The sado-masochist books that dominate this year's pornography are not the result of a new enthusiasm for the
vice anglais
so much as a symptom of helplessness in a society where most of the male's aggressive-creative drive is thwarted. The will to prevail is a powerful one, and if it is not fulfilled in work or in battle, it may find an outlet in sex. The man who wants to act out fantasies of tying up or being tied up is imposing upon his sex life a power drive which became socially undesirable once he got onto that escalator at IBM that will take him by predictable stages to early retirement and the medically prolonged boredom of sunset years. Solution of this problem will not be easy, to say the least.

Meanwhile, effort must be made to bring what we think about sex and what we say about sex and what we do about sex into some kind of realistic relationship. Indirectly, the pornographers do this. They recognize that the only sexual norm is that there is none. Therefore, in a civilized society law should not function at all in the area of sex except to protect people from being “interfered with” against their will.
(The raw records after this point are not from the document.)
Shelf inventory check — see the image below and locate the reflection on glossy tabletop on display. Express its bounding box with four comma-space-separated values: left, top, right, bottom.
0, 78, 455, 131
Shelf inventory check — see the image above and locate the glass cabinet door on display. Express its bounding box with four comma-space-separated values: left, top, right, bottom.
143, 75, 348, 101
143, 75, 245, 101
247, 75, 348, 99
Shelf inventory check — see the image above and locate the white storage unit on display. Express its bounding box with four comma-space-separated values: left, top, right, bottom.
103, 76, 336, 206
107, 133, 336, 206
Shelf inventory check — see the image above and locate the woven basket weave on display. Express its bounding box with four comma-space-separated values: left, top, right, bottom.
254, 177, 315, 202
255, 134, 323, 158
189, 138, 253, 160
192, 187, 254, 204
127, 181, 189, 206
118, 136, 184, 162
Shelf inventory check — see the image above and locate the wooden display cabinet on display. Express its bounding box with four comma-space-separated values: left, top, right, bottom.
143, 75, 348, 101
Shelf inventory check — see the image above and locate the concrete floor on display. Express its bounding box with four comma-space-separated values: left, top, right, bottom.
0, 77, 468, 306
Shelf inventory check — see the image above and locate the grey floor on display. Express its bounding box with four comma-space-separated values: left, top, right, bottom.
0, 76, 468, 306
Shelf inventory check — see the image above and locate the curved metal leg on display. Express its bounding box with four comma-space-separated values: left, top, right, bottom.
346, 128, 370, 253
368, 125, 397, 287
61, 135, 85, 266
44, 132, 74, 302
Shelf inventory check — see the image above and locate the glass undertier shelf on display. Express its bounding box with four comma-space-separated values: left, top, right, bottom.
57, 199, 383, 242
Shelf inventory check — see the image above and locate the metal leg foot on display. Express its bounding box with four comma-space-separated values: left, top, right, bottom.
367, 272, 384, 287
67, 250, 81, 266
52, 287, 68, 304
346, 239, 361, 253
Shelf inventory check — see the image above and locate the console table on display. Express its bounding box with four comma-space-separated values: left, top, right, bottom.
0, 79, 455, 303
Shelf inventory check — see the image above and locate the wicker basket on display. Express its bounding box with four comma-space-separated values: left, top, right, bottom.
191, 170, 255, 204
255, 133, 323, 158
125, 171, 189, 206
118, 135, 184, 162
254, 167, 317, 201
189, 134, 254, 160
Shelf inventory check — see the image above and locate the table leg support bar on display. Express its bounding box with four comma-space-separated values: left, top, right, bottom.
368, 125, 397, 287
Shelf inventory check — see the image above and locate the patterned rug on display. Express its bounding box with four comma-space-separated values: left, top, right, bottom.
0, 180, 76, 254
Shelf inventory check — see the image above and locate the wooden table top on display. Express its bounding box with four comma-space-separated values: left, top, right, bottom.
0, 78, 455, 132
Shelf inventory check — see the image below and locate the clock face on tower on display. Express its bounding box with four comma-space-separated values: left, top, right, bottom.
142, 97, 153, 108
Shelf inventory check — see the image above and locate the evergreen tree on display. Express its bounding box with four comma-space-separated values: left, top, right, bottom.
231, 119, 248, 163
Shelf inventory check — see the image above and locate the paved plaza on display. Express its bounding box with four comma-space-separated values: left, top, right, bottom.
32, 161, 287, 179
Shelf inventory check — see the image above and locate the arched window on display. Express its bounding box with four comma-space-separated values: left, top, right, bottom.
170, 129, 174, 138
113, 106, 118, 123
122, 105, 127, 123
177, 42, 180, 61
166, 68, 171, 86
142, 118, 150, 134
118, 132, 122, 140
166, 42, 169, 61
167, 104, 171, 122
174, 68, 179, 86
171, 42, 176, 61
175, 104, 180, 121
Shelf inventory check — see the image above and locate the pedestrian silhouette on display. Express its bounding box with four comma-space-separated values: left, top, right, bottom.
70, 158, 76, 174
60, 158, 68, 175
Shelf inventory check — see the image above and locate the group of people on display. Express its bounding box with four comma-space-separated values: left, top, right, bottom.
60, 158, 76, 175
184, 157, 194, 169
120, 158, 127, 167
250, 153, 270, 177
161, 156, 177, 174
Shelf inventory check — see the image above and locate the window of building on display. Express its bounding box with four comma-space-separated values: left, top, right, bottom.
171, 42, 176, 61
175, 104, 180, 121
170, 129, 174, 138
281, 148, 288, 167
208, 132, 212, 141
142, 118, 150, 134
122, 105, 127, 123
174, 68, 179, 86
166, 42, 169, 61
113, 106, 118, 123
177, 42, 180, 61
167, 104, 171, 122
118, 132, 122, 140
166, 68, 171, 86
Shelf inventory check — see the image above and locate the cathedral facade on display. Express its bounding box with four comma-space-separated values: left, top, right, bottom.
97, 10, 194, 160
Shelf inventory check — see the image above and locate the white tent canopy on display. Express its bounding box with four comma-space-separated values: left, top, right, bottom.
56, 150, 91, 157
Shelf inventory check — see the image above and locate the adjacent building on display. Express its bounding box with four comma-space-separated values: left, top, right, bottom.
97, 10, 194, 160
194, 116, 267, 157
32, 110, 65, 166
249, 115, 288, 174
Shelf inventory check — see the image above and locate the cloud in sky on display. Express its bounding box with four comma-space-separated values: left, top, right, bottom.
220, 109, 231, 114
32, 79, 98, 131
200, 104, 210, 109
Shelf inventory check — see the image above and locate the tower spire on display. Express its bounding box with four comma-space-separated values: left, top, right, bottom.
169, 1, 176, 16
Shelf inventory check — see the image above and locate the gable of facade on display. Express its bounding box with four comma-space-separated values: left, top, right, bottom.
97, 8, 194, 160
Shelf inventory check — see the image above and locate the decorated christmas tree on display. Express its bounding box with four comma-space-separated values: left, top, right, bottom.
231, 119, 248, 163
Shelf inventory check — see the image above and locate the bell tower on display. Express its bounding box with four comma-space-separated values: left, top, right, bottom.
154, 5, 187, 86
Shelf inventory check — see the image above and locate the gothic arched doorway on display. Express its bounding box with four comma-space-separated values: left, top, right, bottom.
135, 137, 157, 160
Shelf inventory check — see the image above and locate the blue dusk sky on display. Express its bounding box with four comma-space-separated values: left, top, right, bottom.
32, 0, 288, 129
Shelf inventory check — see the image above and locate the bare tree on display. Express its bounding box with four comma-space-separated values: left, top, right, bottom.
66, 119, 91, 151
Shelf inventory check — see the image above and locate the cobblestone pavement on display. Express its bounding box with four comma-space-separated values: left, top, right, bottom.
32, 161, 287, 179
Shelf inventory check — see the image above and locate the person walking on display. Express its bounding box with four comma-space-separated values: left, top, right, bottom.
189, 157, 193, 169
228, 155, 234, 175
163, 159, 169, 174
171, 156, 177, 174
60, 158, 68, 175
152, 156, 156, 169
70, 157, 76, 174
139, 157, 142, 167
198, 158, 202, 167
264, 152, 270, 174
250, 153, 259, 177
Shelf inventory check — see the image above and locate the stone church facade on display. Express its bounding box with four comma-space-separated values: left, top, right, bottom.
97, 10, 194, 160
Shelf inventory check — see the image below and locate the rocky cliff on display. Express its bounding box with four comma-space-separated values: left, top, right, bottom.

Unfortunately, even the most enlightened of the American state codes (Illinois) still assumes that since adultery is a tribal sin it must be regarded as a civil crime. It is not, and neither is prostitution, that most useful of human institutions. Traditionally, liberals have opposed prostitution on the ground that no one ought to be forced to sell his body because of poverty. Yet in our Affluency, prostitution continues to flourish for the simple reason that it is needed. If most men and women were forced to rely upon physical charm to attract lovers, their sexual lives would be not only meager but in a youth-worshiping country like America painfully brief. Recognizing this state of affairs, a Swedish psychologist recently proposed state brothels for women as well as for men, in recognition of the sad biological fact that the middle-aged woman is at her sexual peak at a time when she is no longer able to compete successfully with younger women. As for the prostitutes themselves, they practice an art as legitimate as any other, somewhere between that of masseur and psychiatrist. The best are natural healers and, contrary to tribal superstition, they often enjoy their work. It is to the credit of today's pornographer that intentionally or not, he is the one who tells us most about the extraordinary variety of human sexual response. In his way he shows us as we are, rather like those Fun House mirrors which, even as they distort and mock the human figure, never cease to reflect the real thing.